The state fell well short of what it needed to gain two congressional seats. A slowdown in growth that began in mid-2006 almost certainly prevented Arizona from joining Texas as the only state to gain more than one seat in the U.S. House.
The 2010 census data showed Arizona's population totaled 6.4 million, a 24.6-percent gain since 2000. America's overall population stood at 308,745,538 million, growing 9.7 percent since 2000.The state and the nation as a whole grew more slowly than in the previous decade.
If Arizona had maintained the average growth rate estimated at between 2001 and 2007, it would have added at least 100,000 more people by 2010. Demographers say the decline in real estate and the longest recession since the Great Depression helped dampen the state's growth at the end of the decade.
Another factor in the lower population count was an array of measures cracking down on illegal immigration, beginning with passage of employer sanctions in 2007. The census counts all residents, not just American citizens and legal immigrants.
Still, Arizona's overall growth helped the nation achieve a demographical turning point: For the first time, more people live in western states than in the Midwest.
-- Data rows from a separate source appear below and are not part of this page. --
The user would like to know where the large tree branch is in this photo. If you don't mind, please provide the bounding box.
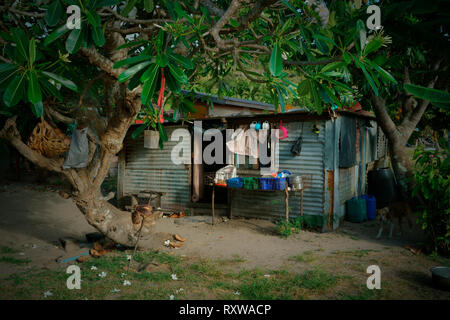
[372,93,401,143]
[0,116,64,173]
[398,59,443,139]
[80,46,124,78]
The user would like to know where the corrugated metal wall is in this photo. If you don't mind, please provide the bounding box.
[232,121,325,224]
[119,127,191,209]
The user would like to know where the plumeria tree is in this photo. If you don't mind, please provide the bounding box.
[0,0,449,245]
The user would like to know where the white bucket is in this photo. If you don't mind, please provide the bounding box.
[144,130,159,149]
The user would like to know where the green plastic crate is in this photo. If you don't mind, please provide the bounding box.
[244,177,259,190]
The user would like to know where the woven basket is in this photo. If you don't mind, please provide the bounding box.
[28,118,70,158]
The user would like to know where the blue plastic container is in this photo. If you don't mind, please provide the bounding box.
[272,178,287,190]
[361,195,377,220]
[227,177,244,189]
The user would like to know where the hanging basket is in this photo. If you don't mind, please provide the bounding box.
[144,130,159,149]
[28,118,70,158]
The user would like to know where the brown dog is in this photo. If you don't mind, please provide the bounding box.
[377,201,413,239]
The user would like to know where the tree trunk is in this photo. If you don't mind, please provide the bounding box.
[0,99,154,246]
[372,95,429,201]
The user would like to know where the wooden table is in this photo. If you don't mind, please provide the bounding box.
[211,184,304,225]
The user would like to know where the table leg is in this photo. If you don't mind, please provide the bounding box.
[300,189,303,217]
[228,188,233,220]
[284,188,289,222]
[211,185,216,225]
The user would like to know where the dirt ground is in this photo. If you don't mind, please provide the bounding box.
[0,183,450,299]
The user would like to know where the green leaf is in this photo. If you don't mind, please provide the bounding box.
[269,42,283,77]
[44,24,70,46]
[155,53,169,68]
[0,63,17,77]
[45,1,62,27]
[28,38,36,64]
[3,74,26,107]
[165,72,181,93]
[131,125,147,139]
[169,53,194,69]
[12,28,28,60]
[144,0,155,13]
[28,70,42,104]
[369,61,397,84]
[113,54,152,69]
[363,38,383,56]
[31,101,44,118]
[0,64,19,86]
[39,78,63,102]
[95,0,120,8]
[229,18,239,28]
[311,81,322,113]
[141,64,159,105]
[169,63,188,84]
[320,61,346,73]
[156,29,164,54]
[66,29,83,54]
[118,61,151,83]
[140,64,159,83]
[403,83,450,103]
[92,27,105,47]
[120,0,137,17]
[158,122,169,142]
[114,39,148,50]
[87,10,102,28]
[297,79,311,96]
[41,71,78,92]
[281,0,303,19]
[354,58,378,96]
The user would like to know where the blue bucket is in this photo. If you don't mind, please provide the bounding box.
[361,195,377,220]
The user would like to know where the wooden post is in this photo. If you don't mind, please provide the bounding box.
[284,188,289,222]
[211,184,216,225]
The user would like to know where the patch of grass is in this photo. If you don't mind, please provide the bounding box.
[339,287,383,300]
[132,271,172,282]
[344,249,377,258]
[0,256,31,266]
[428,253,450,267]
[294,269,339,290]
[289,251,316,263]
[0,246,19,254]
[238,278,293,300]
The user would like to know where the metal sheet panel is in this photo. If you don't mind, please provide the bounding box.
[123,127,191,209]
[232,121,325,219]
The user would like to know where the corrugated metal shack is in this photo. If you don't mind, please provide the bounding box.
[118,96,387,231]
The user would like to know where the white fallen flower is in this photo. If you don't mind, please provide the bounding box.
[123,280,131,286]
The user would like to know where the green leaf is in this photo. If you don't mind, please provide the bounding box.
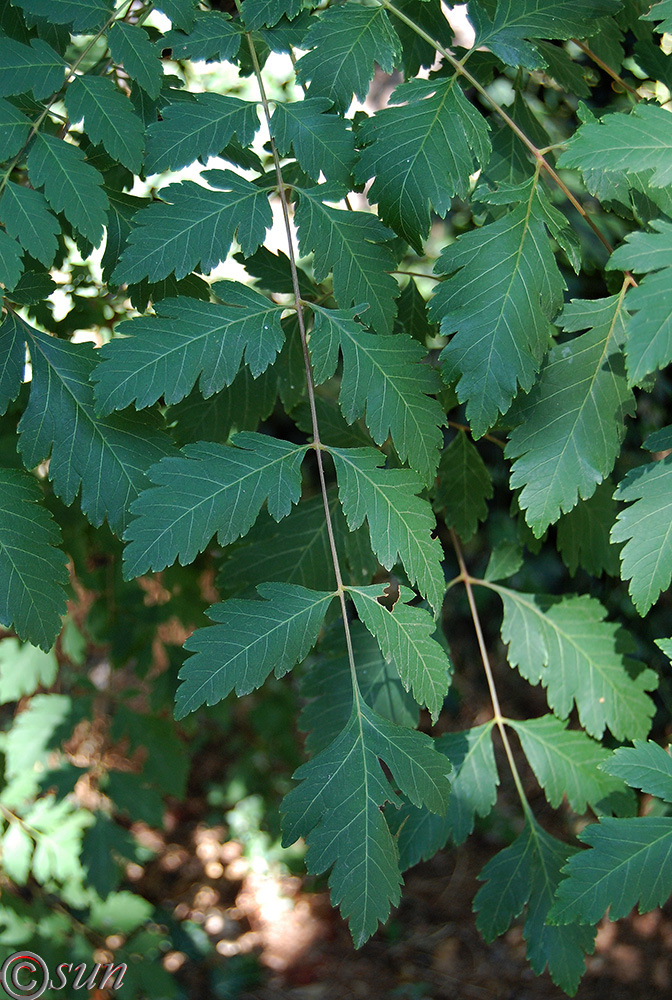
[0,469,68,652]
[296,3,401,111]
[607,219,672,385]
[161,10,243,62]
[310,306,445,483]
[430,181,564,438]
[508,715,623,813]
[107,21,163,97]
[469,0,620,69]
[270,98,356,188]
[14,0,114,34]
[240,0,303,31]
[19,321,172,534]
[145,93,259,174]
[355,77,490,253]
[299,620,420,752]
[602,740,672,802]
[390,721,499,869]
[175,583,335,719]
[112,170,273,283]
[549,816,672,924]
[474,817,595,996]
[294,188,399,333]
[0,96,33,163]
[124,431,306,579]
[505,295,635,538]
[217,490,368,596]
[0,35,66,101]
[489,583,657,740]
[65,75,145,174]
[283,699,450,947]
[166,367,278,446]
[0,636,57,705]
[348,584,452,722]
[2,820,33,885]
[558,104,672,188]
[328,447,445,614]
[0,229,23,292]
[642,0,672,34]
[611,456,672,608]
[93,281,284,414]
[0,181,61,267]
[557,479,620,576]
[28,133,109,247]
[435,431,493,542]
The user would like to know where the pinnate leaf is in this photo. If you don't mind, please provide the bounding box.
[94,281,284,413]
[272,98,356,188]
[430,182,564,438]
[435,431,493,542]
[65,75,145,174]
[296,3,401,111]
[112,170,273,283]
[474,818,595,996]
[328,448,445,614]
[489,583,657,740]
[145,93,259,174]
[506,295,635,537]
[550,816,672,924]
[607,219,672,385]
[28,133,109,247]
[175,583,335,719]
[283,698,450,947]
[509,715,623,813]
[124,431,306,579]
[355,77,490,253]
[295,184,399,333]
[611,455,672,612]
[348,586,452,722]
[0,469,68,652]
[310,306,445,483]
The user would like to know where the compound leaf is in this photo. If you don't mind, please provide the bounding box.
[355,77,490,253]
[65,75,145,174]
[508,715,623,813]
[124,431,306,579]
[611,455,672,608]
[549,816,672,924]
[28,133,109,247]
[175,583,335,719]
[0,469,68,652]
[328,448,445,614]
[283,696,450,947]
[107,21,163,98]
[93,281,284,413]
[112,170,273,283]
[435,431,493,542]
[348,585,452,722]
[310,306,445,483]
[296,3,401,111]
[272,98,356,188]
[489,583,657,740]
[474,818,595,996]
[295,188,399,333]
[430,181,564,438]
[145,93,259,174]
[505,295,635,537]
[607,219,672,385]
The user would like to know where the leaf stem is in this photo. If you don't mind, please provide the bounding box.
[245,32,359,688]
[450,528,532,817]
[379,0,635,270]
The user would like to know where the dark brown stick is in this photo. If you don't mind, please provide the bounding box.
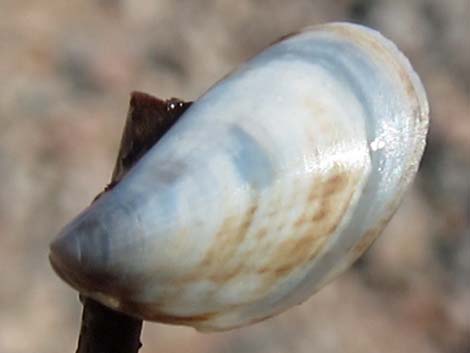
[77,92,191,353]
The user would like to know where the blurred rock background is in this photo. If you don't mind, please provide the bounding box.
[0,0,470,353]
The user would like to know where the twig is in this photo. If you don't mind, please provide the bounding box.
[77,92,191,353]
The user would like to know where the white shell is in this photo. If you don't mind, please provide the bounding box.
[51,23,428,330]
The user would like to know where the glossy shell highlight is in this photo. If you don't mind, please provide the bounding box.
[50,23,428,331]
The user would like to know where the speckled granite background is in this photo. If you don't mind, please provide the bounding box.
[0,0,470,353]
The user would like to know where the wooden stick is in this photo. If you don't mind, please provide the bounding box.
[77,92,191,353]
The four fastest growing states, Nevada, Arizona, Utah and Idaho, are all in the West, but the growth was more sluggish in California, which remains the nation's most populous state. California narrowly avoided losing a congressional seat, something it has never done.
The South maintained its status as the most populous region, a distinction it has held since the 1940 census. Meanwhile, the Northeast continued its relative decline as a percentage of the overall population.
The census was completed on time and $1.9 billion under budget, said Secretary of Commerce Gary Locke. This happened despite predictions by many, including the Commerce Department's inspector general, that the Census Bureau would fail to meet those goals, he said.
"That did not happen," Locke said in Washington.
The figures help guide the allocation of more than $400 billion in federal spending annually.
Every state but Michigan gained population since 2000. Louisiana bucked the trend of rapid growth in the South. Adding insult to injury, Hurricane Katrina drove thousands of residents out of Lousiana's ravaged coastal areas to other states, costing the state a congressional seat.
Texas gained four congressional seats, the most dramatic increase since California picked up seven seats after the 1990 census. New York and Ohio were the only states to lose more than one seat.
Arizona's voice in Washington will get stronger starting after the 2012 elections, and its electoral votes in the 2012 presidential election will increase from 10 to 11.
The census data released today doesn't detail city or county populations. That information will be released starting in February as states turn to the contentious matter of redrawing state and congressional district lines based on the new data.
State lawmakers will soon begin picking four members for the Arizona Independent Redistricting Commission. Those four will pick another member to head the body, which must submit a proposed redistricting plan to the U.S. Department of Justice for review well before the 2012 elections.